On Wednesday, National Review posted an article about Professor Jerry Coyne, a professor in the department of ecology and human evolution at the University of Chicago. Professor Coyne writes a blog called “Why Evolution Is True.” I don’t have a problem with his belief in evolution as long as he also explains that it is a theory and that there are other theories. However, I am concerned about a recent post on his blog.

Professor Coyne writes:

If you are allowed to abort a fetus that has a severe genetic defect, microcephaly, spina bifida, or so on, then why aren’t you able to euthanize that same fetus just after it’s born?

…After all, newborn babies aren’t aware of death, aren’t nearly as sentient as an older child or adult, and have no rational faculties to make judgments (and if there’s severe mental disability, would never develop such faculties). It makes little sense to keep alive a suffering child who is doomed to die or suffer life in a vegetative or horribly painful state.

Professor Coyne states:

As for the “slippery slope” argument — that this will lead to Nazi-like eugenics — well, this hasn’t come to pass in places where assisted suicide or euthanasia of adults is legal.

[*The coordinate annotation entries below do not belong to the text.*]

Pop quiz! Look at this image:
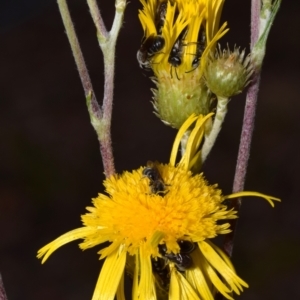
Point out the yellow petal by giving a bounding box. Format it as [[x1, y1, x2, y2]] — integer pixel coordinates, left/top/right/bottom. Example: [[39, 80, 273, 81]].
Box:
[[98, 241, 120, 259], [37, 227, 90, 264], [169, 267, 201, 300], [138, 244, 156, 300], [206, 240, 235, 271], [185, 248, 214, 300], [198, 241, 248, 295], [132, 254, 140, 300], [170, 114, 197, 167], [92, 246, 126, 300], [224, 191, 281, 207], [117, 272, 126, 300]]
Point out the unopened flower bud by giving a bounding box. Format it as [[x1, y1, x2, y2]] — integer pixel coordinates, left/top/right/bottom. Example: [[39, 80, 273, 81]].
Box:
[[204, 45, 253, 98], [152, 70, 211, 129]]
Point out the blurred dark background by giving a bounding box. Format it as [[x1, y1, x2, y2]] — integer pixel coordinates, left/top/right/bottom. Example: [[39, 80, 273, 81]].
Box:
[[0, 0, 300, 300]]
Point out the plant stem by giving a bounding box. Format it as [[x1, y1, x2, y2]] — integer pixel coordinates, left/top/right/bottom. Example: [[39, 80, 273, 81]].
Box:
[[223, 0, 261, 257], [57, 0, 126, 177], [0, 274, 7, 300], [201, 96, 229, 163], [57, 0, 102, 118]]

The article at National Review reminds us that what Professor Coyne states about the “slippery slope” is not entirely true:

Superficially, he is correct, but it is silly to think that abuses will occur only in such an explicit manner. “The violence we commit,” writes Hart, “is more hygienic, subtler, and less inconvenient than that committed by our forebears.” Indeed, Wesley J. Smith has highlighted how an increasing number of mentally ill patients are euthanized in countries where it is legal. As he noted at NRO, these patients tend to be “the prime candidates for conjoining euthanasia with organ harvesting.” Sometimes, however, fatal malpractice is more explicit: In 2015, hundreds were euthanized in the Netherlands without request.

Professor Coyne is teaching the leaders of tomorrow. Hopefully they will acquire some moral clarity on the idea of killing children before they become leaders. It is scary to think of a world where we think we have the right to arbitrarily kill children or adults because we deem them defective.